Joe had both a tumor and a hemorhage affecting the part of his brain that controls speech, diagnoses that just a decade ago might have been deemed grim, if not inoperable. But thanks to some high-tech innovations in neuroscience, Joe spent this past Christmas Eve with his family – at home in Lib.
Dr. Jonathan Citow, head of neurosurgery at Condell Medical Center in Libertyville, was able to utilize 3-D computer imagery to not only pinpoint the tumor's exact location but to stimulate the technical maneuvers necessary to remove it without damaging healthy areas of the brain.

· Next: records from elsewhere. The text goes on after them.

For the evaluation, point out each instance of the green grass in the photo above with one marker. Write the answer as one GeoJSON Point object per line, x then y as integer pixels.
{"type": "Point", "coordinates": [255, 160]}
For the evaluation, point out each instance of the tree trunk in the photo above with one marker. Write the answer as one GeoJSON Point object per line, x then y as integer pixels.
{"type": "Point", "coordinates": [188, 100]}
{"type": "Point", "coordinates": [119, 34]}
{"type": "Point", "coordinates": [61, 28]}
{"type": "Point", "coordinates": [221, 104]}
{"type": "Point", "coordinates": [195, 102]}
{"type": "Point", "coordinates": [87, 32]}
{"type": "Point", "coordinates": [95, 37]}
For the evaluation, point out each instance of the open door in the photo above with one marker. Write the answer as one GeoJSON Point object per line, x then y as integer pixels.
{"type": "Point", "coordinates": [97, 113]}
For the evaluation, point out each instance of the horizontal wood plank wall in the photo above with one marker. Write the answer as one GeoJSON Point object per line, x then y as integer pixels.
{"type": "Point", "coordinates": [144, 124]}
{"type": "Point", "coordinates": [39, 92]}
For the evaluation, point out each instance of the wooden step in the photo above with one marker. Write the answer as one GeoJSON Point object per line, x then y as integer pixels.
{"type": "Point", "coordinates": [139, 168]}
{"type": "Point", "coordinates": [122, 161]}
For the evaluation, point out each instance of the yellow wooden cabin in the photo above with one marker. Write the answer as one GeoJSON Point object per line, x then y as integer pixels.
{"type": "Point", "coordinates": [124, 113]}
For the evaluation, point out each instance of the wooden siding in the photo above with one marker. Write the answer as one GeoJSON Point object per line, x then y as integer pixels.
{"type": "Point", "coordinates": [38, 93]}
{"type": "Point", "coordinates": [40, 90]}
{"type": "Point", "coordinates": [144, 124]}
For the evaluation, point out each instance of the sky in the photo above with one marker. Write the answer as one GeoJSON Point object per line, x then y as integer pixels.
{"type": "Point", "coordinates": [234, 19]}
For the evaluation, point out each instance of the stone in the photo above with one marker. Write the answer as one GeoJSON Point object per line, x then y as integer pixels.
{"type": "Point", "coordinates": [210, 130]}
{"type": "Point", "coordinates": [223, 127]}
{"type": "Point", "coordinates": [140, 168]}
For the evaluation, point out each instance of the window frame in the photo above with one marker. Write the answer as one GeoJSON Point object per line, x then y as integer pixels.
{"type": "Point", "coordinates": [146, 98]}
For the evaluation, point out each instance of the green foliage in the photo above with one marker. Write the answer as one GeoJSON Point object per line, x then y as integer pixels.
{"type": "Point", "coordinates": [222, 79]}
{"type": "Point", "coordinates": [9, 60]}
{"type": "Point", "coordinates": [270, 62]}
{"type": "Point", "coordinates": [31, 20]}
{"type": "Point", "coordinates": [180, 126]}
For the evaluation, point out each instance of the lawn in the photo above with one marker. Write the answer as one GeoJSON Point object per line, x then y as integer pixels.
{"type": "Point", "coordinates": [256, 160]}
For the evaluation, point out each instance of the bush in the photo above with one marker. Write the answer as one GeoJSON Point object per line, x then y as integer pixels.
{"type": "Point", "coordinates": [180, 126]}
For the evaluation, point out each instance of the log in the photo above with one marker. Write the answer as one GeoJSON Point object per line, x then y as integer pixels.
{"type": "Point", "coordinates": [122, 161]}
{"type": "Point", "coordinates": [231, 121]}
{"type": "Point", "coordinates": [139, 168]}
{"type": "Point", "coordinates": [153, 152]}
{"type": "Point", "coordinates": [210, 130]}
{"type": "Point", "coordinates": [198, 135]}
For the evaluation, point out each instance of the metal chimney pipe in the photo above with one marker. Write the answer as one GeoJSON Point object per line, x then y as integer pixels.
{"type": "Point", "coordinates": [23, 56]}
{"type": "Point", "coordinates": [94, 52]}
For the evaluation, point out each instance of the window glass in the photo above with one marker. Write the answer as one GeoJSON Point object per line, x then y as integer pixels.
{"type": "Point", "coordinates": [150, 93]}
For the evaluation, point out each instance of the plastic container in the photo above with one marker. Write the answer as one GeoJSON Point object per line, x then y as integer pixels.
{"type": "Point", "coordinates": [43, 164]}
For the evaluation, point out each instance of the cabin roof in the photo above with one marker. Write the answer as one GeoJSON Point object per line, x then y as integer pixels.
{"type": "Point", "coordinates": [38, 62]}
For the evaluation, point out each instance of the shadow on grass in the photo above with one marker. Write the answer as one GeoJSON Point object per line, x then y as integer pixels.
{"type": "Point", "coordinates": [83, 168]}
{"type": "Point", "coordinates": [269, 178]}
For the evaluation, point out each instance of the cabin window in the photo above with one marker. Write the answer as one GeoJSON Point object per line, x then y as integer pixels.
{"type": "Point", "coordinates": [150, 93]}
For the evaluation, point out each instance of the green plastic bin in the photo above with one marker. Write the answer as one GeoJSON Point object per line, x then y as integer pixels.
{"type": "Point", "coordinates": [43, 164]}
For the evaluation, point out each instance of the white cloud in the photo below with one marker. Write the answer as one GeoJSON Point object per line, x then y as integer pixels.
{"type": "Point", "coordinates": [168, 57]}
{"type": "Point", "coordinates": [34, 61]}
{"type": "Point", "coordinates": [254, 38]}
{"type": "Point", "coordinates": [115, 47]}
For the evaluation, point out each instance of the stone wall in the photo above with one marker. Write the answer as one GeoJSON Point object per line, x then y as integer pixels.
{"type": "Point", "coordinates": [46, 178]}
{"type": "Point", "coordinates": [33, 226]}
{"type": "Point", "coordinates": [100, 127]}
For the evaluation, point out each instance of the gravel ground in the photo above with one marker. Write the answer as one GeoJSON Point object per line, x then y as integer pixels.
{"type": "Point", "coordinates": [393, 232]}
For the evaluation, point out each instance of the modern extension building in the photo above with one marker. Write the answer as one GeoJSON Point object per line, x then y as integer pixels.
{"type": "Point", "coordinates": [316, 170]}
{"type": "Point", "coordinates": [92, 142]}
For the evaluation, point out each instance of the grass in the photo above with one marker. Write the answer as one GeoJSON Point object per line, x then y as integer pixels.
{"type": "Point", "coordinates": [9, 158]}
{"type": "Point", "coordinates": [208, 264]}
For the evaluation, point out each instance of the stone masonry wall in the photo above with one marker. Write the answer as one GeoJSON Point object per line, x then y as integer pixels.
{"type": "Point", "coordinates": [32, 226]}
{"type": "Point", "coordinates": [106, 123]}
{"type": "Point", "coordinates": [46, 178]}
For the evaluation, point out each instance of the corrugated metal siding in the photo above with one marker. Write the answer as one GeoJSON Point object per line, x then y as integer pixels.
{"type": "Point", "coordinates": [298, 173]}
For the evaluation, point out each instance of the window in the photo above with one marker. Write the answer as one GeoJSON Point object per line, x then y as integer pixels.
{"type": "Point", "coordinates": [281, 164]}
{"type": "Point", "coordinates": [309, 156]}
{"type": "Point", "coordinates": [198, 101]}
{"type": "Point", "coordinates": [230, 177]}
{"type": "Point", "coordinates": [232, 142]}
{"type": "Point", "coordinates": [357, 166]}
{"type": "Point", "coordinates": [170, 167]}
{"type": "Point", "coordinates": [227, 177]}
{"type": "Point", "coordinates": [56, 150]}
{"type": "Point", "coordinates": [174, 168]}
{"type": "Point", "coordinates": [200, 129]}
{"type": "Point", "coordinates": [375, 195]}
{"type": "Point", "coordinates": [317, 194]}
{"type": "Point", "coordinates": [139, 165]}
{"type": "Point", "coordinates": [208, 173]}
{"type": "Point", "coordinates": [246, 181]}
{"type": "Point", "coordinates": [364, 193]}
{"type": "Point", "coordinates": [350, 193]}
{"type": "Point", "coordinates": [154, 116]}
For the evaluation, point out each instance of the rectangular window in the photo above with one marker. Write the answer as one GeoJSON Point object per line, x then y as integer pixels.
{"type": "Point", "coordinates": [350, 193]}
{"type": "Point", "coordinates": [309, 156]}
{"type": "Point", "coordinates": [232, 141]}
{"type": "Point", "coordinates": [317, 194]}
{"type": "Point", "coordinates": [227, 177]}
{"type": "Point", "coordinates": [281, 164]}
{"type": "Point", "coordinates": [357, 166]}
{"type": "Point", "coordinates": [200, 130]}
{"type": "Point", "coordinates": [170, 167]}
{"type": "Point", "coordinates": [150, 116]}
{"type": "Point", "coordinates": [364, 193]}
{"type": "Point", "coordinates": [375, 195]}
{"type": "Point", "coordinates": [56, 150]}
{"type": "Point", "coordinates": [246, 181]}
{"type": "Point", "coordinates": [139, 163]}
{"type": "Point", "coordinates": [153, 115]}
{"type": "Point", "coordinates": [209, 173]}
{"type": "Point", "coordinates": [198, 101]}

“I also used interoperative napping of motor areas to maximize what I could take out without affecting motor function.” explains Citow, a Glencoe resident (and New Trier graduate) who, at 39, is among a growing legion of neurosurgery “brains”, many living and working right here on the North Shore.
They're fastidious; they're precise; and with neuroscience technology coming at lightning speeds, these gifted surgeons are able to perform what at one time might have even been considered medical miracles.
Citow and his contemporaries, which include Dr. Leonard Cerullo, co-medical director of The Neurologic & Orthopedic Institute of Chicago and chairman of the neurosurgery department at Rush University Medical Center, Glencoe's Dr. Issam Awad, vice-chairman for research and program development at Evanston Northwestern Healthcare (ENH) and a neurology professor at Northwestern University, and Dr. Richard Fessler of Winnetka, chief neurosurgeon for the American Association of Neurological Surgeons, are also pioneering what some might call the ultimate medical renaissance- the Utopian marriage of man and machine.